The Chinese government's ambitious growth target of about 5 percent means that the government needs to take measures to offset the effect of the sluggish real estate industry, said Maximilian Butek, executive director at the German Chamber of Commerce in China (Shanghai).

He said German companies are very much looking forward to China's measures to stimulate demand, and they believe in the mid- to long-term potential of the Chinese market.

China's economy has been recovering over the past two years, and the country remains a powerful engine of global economic growth. As the world's second-largest economy, China will continue to be a driving force for global manufacturing and trading, and an important stabilizer in the global supply chain, Rio Tinto Chief Commercial Officer Alf Barrios told the Global Times.

The Chinese government has intensified efforts to enhance openness at higher levels across the board and created favorable conditions for foreign companies to innovate, invest, operate and grow in China, making foreign companies a significant driving force and an integral part of China's high-quality economic growth, said Zhou Xiaolan, executive vice-president of the pharmaceuticals division of Bayer AG.

Many foreign companies told the Global Times that China has become an important market for them, and their plans in China are getting bigger. Schneider Electric said it has 29 factories and distribution centers in China, more than 1,600 Chinese suppliers, and five R&D centers. Airbus said the work on expansion of its Tianjin A320 family assembly line in Tianjin is now in full swing.

Henkel said that in January, they opened a new Asia R&D center for consumer business. And Rio Tinto said that in 2023, China was again its largest market globally, with revenue accounting for nearly 60 percent of the company's total.

Last year, Bayer inaugurated an open innovation center in Beijing, the first of its kind in China. Simultaneously, the Beijing plant of Bayer Radiology opened. In addition, the construction of a new supply center in Hangzhou commenced last year. This center is anticipated to become operational within this year.

Even under the difficult circumstances of the epidemic, Panasonic said it still strengthened its investment in China and built 17 new production bases, including three in 2023. There are also multiple investment plans for 2024, and one in Beijing has been confirmed.

The work report also said the Chinese government will strive to modernize the industrial system and develop new quality productive forces at a faster pace.

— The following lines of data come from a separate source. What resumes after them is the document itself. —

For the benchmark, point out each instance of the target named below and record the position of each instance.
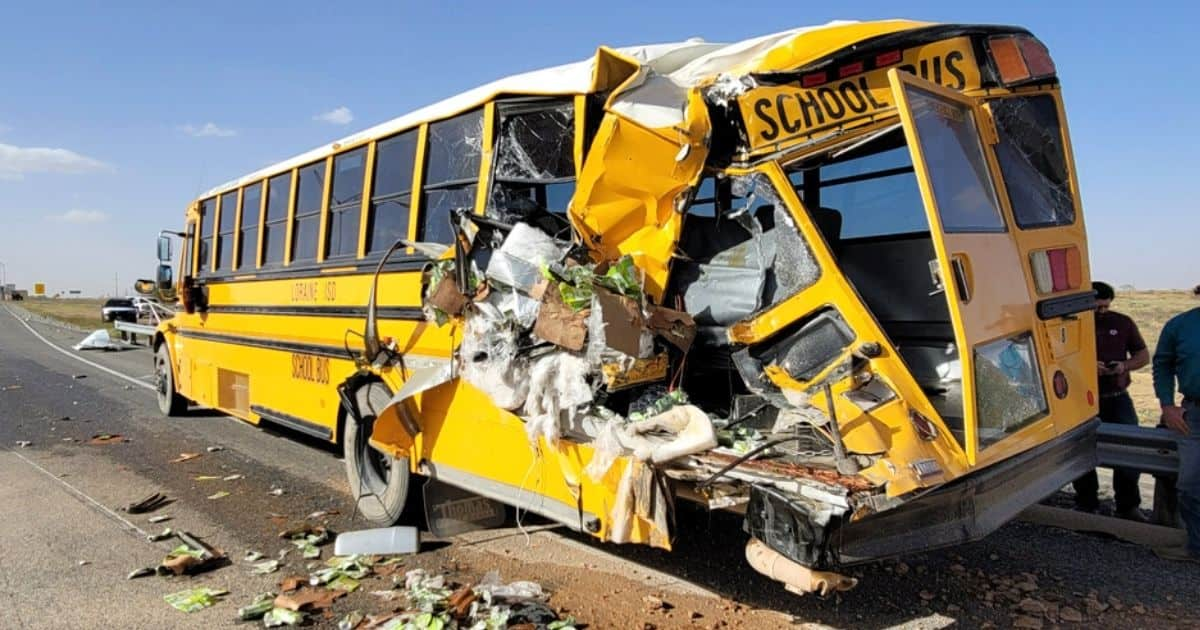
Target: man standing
(1177, 359)
(1120, 349)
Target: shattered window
(455, 145)
(225, 238)
(1008, 388)
(204, 252)
(247, 245)
(436, 213)
(275, 231)
(1033, 161)
(307, 220)
(391, 195)
(345, 203)
(958, 169)
(534, 165)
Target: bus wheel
(169, 401)
(378, 480)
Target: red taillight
(1019, 58)
(1055, 270)
(1060, 384)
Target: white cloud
(81, 217)
(18, 161)
(342, 115)
(207, 130)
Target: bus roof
(657, 97)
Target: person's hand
(1173, 417)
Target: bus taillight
(1056, 270)
(1019, 58)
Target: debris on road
(382, 541)
(145, 571)
(192, 557)
(257, 609)
(195, 599)
(148, 504)
(108, 438)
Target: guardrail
(1151, 450)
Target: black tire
(169, 401)
(378, 480)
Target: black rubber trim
(354, 267)
(1066, 305)
(293, 423)
(411, 313)
(334, 352)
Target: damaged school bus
(833, 279)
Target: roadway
(66, 547)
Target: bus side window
(451, 173)
(247, 245)
(306, 226)
(391, 191)
(534, 166)
(208, 209)
(275, 229)
(346, 204)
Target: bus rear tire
(378, 481)
(169, 401)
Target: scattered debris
(257, 609)
(383, 541)
(195, 599)
(148, 504)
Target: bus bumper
(960, 511)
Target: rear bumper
(960, 511)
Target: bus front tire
(169, 401)
(378, 481)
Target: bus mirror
(163, 249)
(165, 279)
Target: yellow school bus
(834, 279)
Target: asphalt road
(63, 496)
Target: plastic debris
(383, 541)
(195, 599)
(257, 609)
(280, 617)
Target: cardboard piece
(676, 327)
(558, 324)
(623, 322)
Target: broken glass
(1032, 159)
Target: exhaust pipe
(795, 576)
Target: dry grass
(83, 312)
(1151, 310)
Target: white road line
(97, 366)
(82, 496)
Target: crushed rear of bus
(833, 279)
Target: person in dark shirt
(1120, 349)
(1177, 359)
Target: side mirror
(163, 249)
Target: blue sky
(113, 117)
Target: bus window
(306, 225)
(391, 192)
(451, 173)
(208, 209)
(1032, 161)
(225, 237)
(275, 229)
(346, 203)
(247, 245)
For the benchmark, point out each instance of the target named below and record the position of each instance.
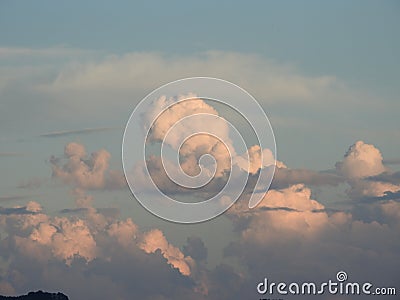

The report listed a series of tasks in this respect, including industrial and supply chain improvement and upgrading, and the cultivation of emerging industries and future-oriented industries such as hydrogen power and new materials.

As the key to achieving high-quality development, new productive forces have received great attention from all industries. Schneider Electric is committed to supporting the growth of the new productive forces with its technological and innovative advantages in digitization and sustainability, said Executive Vice President of China & East Asia Operations Yin Zheng.

With world leading products and solutions in automation and energy management, the company can boost the overall competitiveness and impact of Chinese industries, help to build new productive forces, and accelerate the "dual-carbon" goals, Yin said.

Airbus said 2024 will be a year of opportunities for it to continue developing its business and cooperation in China while maintaining strong impetus in the domestic market. The company remains committed to China, it said, and will continue to invest in the future, jointly promoting high-quality development with Chinese partners.